Advice by Sport
This is a key criterion when you choose hiking poles. The more lightweight your pole, the easier it will be to handle and the less energy you'll use. Its weight depends on what it is made of. For occasional and regular hikers, an aluminium pole will be enough. For more intensive hikes or if you prefer a more rigid, lightweight pole, you should opt for carbon.
The sections are the parts making up the pole. The more sections it has, the more compact it is once collapsed. Generally speaking, you can choose hiking poles that are between two or three sections. Choose your pole according to the collapsed length (rather than the number of sections) for storage purposes. For hikes with many stretches where you need to secure your poles to your backpack, for example when climbing ladders, you'll prefer 3-section poles.

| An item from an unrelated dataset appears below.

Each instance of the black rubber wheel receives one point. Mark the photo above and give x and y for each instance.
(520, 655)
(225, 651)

Indispensable to ensure your pole is adapted to your height and the terrain you are hiking over, this criterion is very important in how choosing hiking poles. There are two adjustment systems. Clips are external. They work quickly and easily. They are also very safe since you can easily check whether your pole has been properly secured. Screws are internal, and rather harder to get used to, however they are more lightweight. You may tend to want to screw the poles up really tight to be sure they don't come loose, however, you mustn't screw them too tightly, using tools, for example, otherwise you may not be able to unscrew them afterward.
The right basket depends on the season. For summer hiking over grass, dirt tracks, rocks and pebbles, you'll need a small one. Come winter, you'll prefer a bigger basket to avoid sinking in soft terrain like fresh snow for example. Baskets are interchangeable, so you can keep the same poles for summer and winter. We do not recommend large baskets in the summer because they can catch in pebbles and cause falls.